Over the past year or so, a few different people have requested I add Mobile Firefox support to Flagfox. My response was always the same: I’d like to, but I don’t own an Android device and can’t really afford get the hardware I’d need to develop for mobile. I recently decided to change that by directly asking my users if they’d like to donate towards Flagfox development, including a mobile version. The response was quite encouraging. I’ve gotten a few hundred small contributions and a few larger ones. I’m not exactly rich now, but I now own a mid-range Android phone and a small tablet. I will be starting on work towards getting Flagfox working in Mobile Firefox at some point soon. If anyone would like to be notified of when I have an alpha or a beta ready for testing, follow this blog or me on Twitter.

Today, I shall tell you a story. This is not fiction; I kid you not, this happened today. I have had my new phone for about a week now. I ended up going with one locked into Verizon because I didn’t want to pay the extra $80 needed for an unlocked phone only to probably end up going with them for coverage. I could tell you another story of how many hours of being on hold and getting the run-around it took to actually get the damn thing set up and another call to get texting working, but this story here is about phishing.
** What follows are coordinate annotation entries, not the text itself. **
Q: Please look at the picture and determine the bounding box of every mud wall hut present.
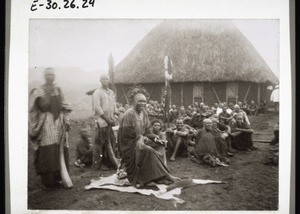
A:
[115,20,278,106]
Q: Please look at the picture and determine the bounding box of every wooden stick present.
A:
[149,85,154,99]
[59,132,73,188]
[210,85,221,103]
[243,84,251,101]
[121,85,129,104]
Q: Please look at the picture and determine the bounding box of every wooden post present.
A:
[180,83,183,106]
[257,83,260,105]
[243,83,251,101]
[211,85,220,103]
[121,85,129,104]
[149,85,154,99]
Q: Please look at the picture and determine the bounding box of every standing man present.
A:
[92,75,118,171]
[28,68,72,190]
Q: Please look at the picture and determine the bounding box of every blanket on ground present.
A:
[85,174,224,203]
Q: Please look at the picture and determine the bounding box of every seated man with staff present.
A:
[230,115,257,151]
[166,118,194,161]
[118,86,180,186]
[191,119,222,167]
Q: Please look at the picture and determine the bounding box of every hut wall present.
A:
[116,82,271,107]
[238,82,253,102]
[171,83,181,107]
[246,83,258,104]
[143,83,162,102]
[204,82,226,106]
[183,83,193,107]
[238,82,266,104]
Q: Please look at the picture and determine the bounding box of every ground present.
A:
[28,113,278,210]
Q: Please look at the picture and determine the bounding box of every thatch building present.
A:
[115,20,278,106]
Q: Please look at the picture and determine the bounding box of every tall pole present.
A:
[164,56,173,127]
[108,53,117,94]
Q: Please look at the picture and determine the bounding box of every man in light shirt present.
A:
[92,75,117,171]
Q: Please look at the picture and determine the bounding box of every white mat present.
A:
[84,174,223,204]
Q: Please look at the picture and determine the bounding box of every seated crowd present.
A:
[75,100,266,171]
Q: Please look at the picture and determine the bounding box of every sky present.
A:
[29,19,279,77]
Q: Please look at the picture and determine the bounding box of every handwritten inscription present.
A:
[30,0,95,11]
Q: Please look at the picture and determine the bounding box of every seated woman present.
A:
[211,118,233,163]
[146,119,167,165]
[230,115,256,151]
[192,119,221,166]
[166,118,189,161]
[118,86,179,186]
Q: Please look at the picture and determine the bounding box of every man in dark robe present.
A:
[192,119,221,166]
[230,115,257,151]
[166,118,189,161]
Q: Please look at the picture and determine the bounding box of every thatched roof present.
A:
[115,20,278,83]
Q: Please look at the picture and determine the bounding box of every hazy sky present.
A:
[29,19,279,76]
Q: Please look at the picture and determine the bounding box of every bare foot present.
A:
[167,174,181,183]
[170,157,175,161]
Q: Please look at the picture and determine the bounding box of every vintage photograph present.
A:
[27,19,283,211]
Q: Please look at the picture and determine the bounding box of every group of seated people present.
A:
[75,100,265,170]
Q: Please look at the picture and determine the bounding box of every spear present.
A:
[108,53,116,93]
[164,56,173,127]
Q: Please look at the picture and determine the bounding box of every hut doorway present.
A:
[226,82,238,104]
[193,83,204,103]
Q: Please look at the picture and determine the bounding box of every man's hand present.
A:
[66,123,71,132]
[166,128,174,133]
[108,119,116,126]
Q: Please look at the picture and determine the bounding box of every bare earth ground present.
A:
[28,113,278,210]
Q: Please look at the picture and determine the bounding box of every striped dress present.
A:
[28,85,72,186]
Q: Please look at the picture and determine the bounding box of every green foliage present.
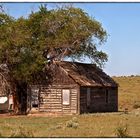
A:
[10,126,34,138]
[0,6,107,82]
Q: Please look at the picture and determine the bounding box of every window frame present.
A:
[105,89,109,104]
[62,89,70,105]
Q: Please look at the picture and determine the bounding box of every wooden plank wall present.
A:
[28,85,78,114]
[80,87,118,113]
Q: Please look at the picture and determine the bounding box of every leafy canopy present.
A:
[0,6,107,82]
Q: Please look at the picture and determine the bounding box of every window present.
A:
[105,89,108,103]
[87,88,90,107]
[31,88,39,108]
[62,89,70,105]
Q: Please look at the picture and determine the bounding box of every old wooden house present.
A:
[0,65,10,113]
[27,61,118,114]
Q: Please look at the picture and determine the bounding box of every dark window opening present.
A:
[62,89,70,105]
[105,89,109,103]
[31,88,39,108]
[87,88,91,107]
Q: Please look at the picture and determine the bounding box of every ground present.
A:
[0,76,140,137]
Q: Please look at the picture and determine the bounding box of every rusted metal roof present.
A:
[56,61,118,87]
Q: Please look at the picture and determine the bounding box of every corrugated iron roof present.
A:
[56,61,118,87]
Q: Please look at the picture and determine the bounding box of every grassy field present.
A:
[0,76,140,137]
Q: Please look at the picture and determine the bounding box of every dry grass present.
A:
[113,76,140,111]
[0,76,140,137]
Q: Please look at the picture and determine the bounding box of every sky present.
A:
[2,2,140,76]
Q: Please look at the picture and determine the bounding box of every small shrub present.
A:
[10,126,34,138]
[124,108,128,114]
[133,102,140,109]
[0,131,3,138]
[66,117,79,128]
[116,125,130,138]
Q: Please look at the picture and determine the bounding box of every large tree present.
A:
[0,6,107,114]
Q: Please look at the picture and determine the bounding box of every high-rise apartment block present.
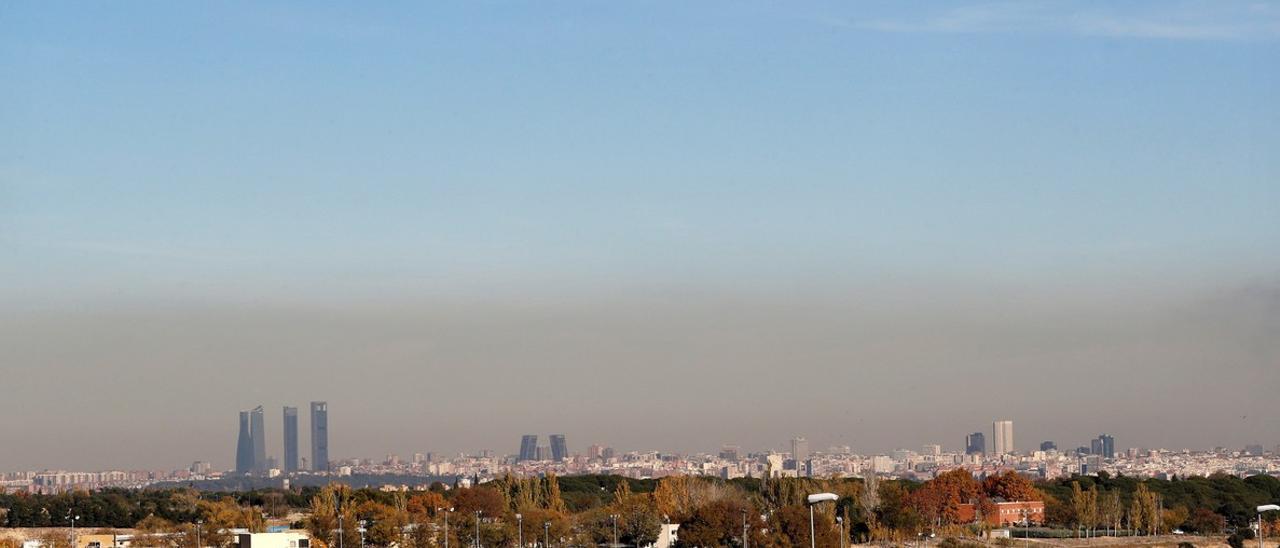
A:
[236,411,253,474]
[550,434,568,462]
[791,438,809,469]
[991,420,1014,455]
[311,402,329,471]
[284,406,298,472]
[964,431,987,455]
[516,434,538,462]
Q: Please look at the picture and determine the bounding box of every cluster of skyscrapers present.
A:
[964,420,1116,458]
[516,434,568,462]
[236,402,329,474]
[964,420,1014,455]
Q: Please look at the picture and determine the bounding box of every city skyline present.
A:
[0,0,1280,470]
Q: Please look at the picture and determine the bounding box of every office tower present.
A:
[964,431,987,455]
[991,420,1014,455]
[552,434,568,462]
[311,402,329,471]
[248,406,266,472]
[1093,434,1116,458]
[719,446,739,461]
[236,411,253,474]
[284,406,298,472]
[791,438,809,469]
[516,434,538,462]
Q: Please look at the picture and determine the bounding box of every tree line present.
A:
[0,470,1280,548]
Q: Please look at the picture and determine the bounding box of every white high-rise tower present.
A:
[991,420,1014,455]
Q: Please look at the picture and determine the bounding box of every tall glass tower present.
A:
[236,411,253,474]
[311,402,329,471]
[518,434,538,461]
[284,406,298,472]
[552,434,568,462]
[248,406,266,472]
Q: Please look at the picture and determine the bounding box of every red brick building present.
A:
[960,501,1044,528]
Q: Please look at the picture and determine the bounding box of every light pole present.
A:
[333,493,342,548]
[67,512,79,548]
[1258,504,1280,548]
[808,493,840,548]
[435,507,453,548]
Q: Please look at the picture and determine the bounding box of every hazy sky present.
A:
[0,0,1280,470]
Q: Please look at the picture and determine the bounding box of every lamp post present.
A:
[808,493,840,548]
[435,507,453,548]
[1258,504,1280,548]
[67,512,79,548]
[333,493,343,548]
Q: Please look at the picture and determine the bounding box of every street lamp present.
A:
[67,512,79,548]
[1258,504,1280,548]
[808,493,840,548]
[435,506,453,548]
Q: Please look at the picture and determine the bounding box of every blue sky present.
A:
[0,1,1280,303]
[0,0,1280,467]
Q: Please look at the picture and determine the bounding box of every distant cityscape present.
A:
[0,409,1280,494]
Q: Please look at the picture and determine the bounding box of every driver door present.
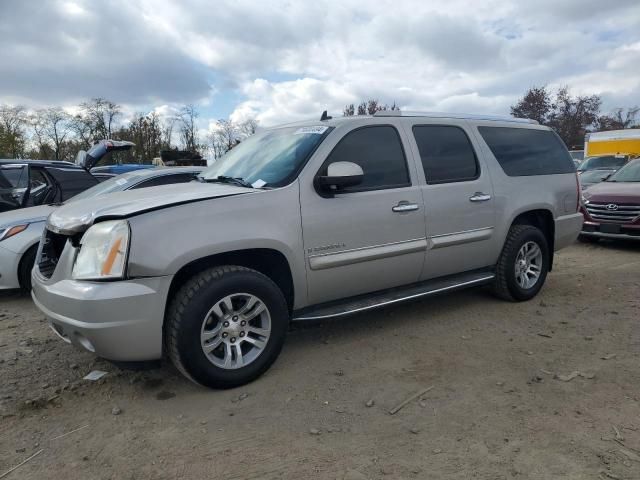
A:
[300,125,427,304]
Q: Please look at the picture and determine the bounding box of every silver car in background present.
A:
[0,167,202,290]
[32,111,582,388]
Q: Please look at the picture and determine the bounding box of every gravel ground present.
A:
[0,243,640,480]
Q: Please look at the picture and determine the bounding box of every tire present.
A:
[18,244,38,292]
[165,266,289,389]
[493,225,549,302]
[578,235,600,243]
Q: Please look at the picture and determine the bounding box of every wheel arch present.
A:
[511,208,555,271]
[165,248,295,312]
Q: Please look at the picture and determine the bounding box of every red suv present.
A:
[580,159,640,241]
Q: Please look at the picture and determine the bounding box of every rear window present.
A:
[478,127,575,177]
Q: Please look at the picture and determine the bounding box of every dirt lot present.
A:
[0,244,640,480]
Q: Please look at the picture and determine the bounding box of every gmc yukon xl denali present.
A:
[32,112,582,388]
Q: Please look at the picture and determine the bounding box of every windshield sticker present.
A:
[293,126,329,135]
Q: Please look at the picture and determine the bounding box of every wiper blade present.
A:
[200,175,253,188]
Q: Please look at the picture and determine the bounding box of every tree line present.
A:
[342,86,640,149]
[0,97,258,163]
[511,86,640,149]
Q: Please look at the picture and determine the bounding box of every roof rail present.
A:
[373,110,538,125]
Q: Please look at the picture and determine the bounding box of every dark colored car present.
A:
[76,140,155,176]
[580,159,640,241]
[578,168,616,190]
[0,160,98,212]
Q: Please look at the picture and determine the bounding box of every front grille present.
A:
[585,202,640,223]
[38,230,69,278]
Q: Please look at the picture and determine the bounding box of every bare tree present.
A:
[74,97,122,143]
[178,104,199,152]
[511,86,601,148]
[162,117,178,150]
[0,105,27,158]
[598,107,640,130]
[511,86,553,125]
[342,103,356,117]
[31,107,71,160]
[547,87,602,148]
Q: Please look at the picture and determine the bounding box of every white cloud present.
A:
[0,0,640,128]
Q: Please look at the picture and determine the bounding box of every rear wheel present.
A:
[18,244,38,292]
[165,266,289,388]
[493,225,549,301]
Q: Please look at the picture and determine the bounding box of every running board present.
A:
[293,270,495,321]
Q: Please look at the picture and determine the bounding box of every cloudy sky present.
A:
[0,0,640,130]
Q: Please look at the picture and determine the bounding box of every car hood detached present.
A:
[47,182,261,235]
[0,205,58,228]
[585,182,640,203]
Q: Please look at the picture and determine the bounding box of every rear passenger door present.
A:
[408,119,495,280]
[131,173,196,190]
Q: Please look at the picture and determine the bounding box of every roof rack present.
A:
[373,110,538,125]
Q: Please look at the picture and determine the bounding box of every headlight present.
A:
[71,220,130,280]
[0,223,29,242]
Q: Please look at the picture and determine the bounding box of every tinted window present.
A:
[132,173,195,190]
[325,126,409,191]
[28,168,54,205]
[201,125,332,187]
[413,125,478,183]
[47,167,98,202]
[478,127,575,177]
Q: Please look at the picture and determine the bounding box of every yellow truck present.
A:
[584,128,640,158]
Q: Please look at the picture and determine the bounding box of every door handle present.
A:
[391,202,419,213]
[469,192,491,202]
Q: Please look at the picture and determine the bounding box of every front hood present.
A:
[0,205,58,230]
[47,182,255,235]
[584,182,640,204]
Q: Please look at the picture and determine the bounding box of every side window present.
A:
[323,125,410,192]
[478,127,575,177]
[29,168,53,205]
[131,173,194,190]
[413,125,480,183]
Today, I got a text message. I am a new Verizon Wireless customer, and here in my inbox was a text “from” Verizon Wireless telling me to review my account payments after a recent service disruption. It’s highly unlikely that the attacker knew that I had any recent service issue, but it is an amusing coincidence. This message contained a URL to a site on a raw IP address, in the form of “http​://​255.255.​255.255/verizon​.com/​wireless/” (with a real IP address). I looked at this and laughed. If this were my mother’s new phone, her bank account could now be empty.